City & Fire Dept. Moving Closer to Merging; State Initiative Could Help Fund Emergency Medical Services

By Al Stanek
Whitewater Banner volunteer staff
whitewaterbanner@gmail.com

The Whitewater Fire Department, like volunteer fire departments all around the state, is struggling with recruiting and paying for Emergency Medical Technicians (EMTs) and a newly announced state plan might be available to help cover some of the costs.

EMTs, the well-trained medical people who respond with an ambulance to medical emergencies, are in short supply and small communities like Whitewater, which have traditionally relied on paid on-call volunteer EMTs, have been experiencing serious staffing problems.

WI Governor Tony Ever’s State of the State address this week featured a plan to use $27.4 million of federal money to help cover increasing community expenses to provide emergency medical services. This comes as the City of Whitewater and the Whitewater Fire Department Inc. (WFD) are negotiating an agreement to integrate fire and EMT services as a City of Whitewater Department.

According to a February 17 press release, the Whitewater Fire Department, Inc. (WFD) “is in discussions with the City of Whitewater to become a city department in hopes to better service the city and surrounding townships.” Staffing concerns, particularly for the Rescue Squad, prompted discussions beginning in late 2021 of the possibility of a merger. On January 6 the members of WFD authorized the board of directors to move forward with efforts to become a city operation. (See the Banner report dated January 7.) This week’s press release indicates that a Memorandum of Understanding is currently being developed, with the transfer of the Rescue Squad personnel and operations expected to be the first phase. The merger “..is for the citizens,” said WFD Board of Directors President and Fire Captain Christ Christon. “We need to provide the best service we can to our community and the surrounding townships.”
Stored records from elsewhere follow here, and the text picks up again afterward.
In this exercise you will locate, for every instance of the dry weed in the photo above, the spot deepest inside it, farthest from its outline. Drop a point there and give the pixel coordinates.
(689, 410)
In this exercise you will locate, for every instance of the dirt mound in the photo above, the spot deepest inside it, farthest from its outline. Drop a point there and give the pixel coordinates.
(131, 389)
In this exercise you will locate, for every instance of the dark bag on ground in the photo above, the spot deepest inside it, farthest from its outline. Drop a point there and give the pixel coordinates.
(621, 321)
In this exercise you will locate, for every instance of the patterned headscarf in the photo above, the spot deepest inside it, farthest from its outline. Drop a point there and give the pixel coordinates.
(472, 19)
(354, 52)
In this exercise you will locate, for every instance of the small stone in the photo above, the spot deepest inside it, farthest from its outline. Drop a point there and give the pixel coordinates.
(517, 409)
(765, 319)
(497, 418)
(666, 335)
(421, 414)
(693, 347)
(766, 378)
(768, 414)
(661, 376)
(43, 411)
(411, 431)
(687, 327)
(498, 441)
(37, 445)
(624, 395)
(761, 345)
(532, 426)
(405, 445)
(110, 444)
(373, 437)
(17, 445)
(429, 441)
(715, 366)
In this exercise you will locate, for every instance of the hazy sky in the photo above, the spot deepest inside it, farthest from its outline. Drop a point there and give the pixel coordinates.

According to the WI EMS Association, “In Wisconsin, we rely on nearly 800 emergency medical service providers — more than half are either operated exclusively by volunteers or through a combination of volunteers and paid staff.” Whitewater’s volunteer fire department is one of those 800 providers and has been experiencing problems in recruiting and maintaining paid on-call volunteers or even paid on-premise EMTs.
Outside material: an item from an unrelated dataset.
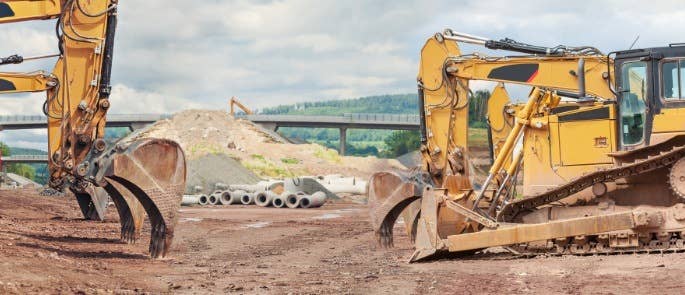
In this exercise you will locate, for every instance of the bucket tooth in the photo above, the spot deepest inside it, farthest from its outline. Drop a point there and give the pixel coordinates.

Incorporating WFD operations as a City of Whitewater function is likely to create an additional financial obligation for City of Whitewater taxpayers. The current roughly $1 million WFD operation is funded by an annual city contribution averaging roughly $250,000 along with revenue from contracts with surrounding townships and WFD fundraising activities. Earlier this year the city’s proposed borrowing plan included $700,000 (to be combined with $350,000 allocated in 2021) to go toward the replacement of a fire truck.
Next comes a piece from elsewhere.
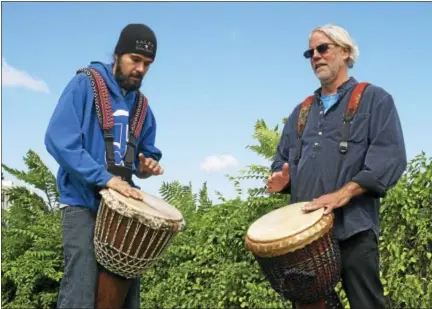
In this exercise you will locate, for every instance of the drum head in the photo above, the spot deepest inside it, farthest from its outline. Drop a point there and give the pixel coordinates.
(150, 206)
(283, 222)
The Governor’s plan includes pumping $8 million into a sparsely funded and lightly used state Emergency Medical Services Funding Assistance Program in the 2023 state budget along with $12 million in “EMS One Time Flexible Grants.” The state EMS Association reports that the source of the funding in reaction to the shortage of EMTs is the American Rescue Plan Act enacted in response to the COVID pandemic.

“We are thankful and appreciative that the Governor recognized the challenges that emergency medical services are facing in Wisconsin,” said the EMS Association’s Alan Young. “This funding will help ease some of the major challenges and will help EMS departments breathe a little easier as they support our local communities across Wisconsin.”

The nonpartisan WI Policy Forum (WPF), which labeled its recent analysis of the state’s EMS situation as “IN NEED OF RESUSCITATION,” recommends short term solutions like the one-time program announced by the Governor along with carefully thought-out EMS regional service plans and “… adjustments to financial constraints on local governments.”

The WPF analysis was critical of outdated spending limits under the state “Shared Revenue” program. The long-standing program of the state distribution of sales tax and other revenues to municipalities does not recognize increasing EMS and fire expenses due to changes in the ability of volunteer fire departments like Whitewater’s to maintain basic public safety services.

The WPF analysis indicates that the portion of municipal funding dedicated to EMS services is “trending down” while costs are trending upward rapidly.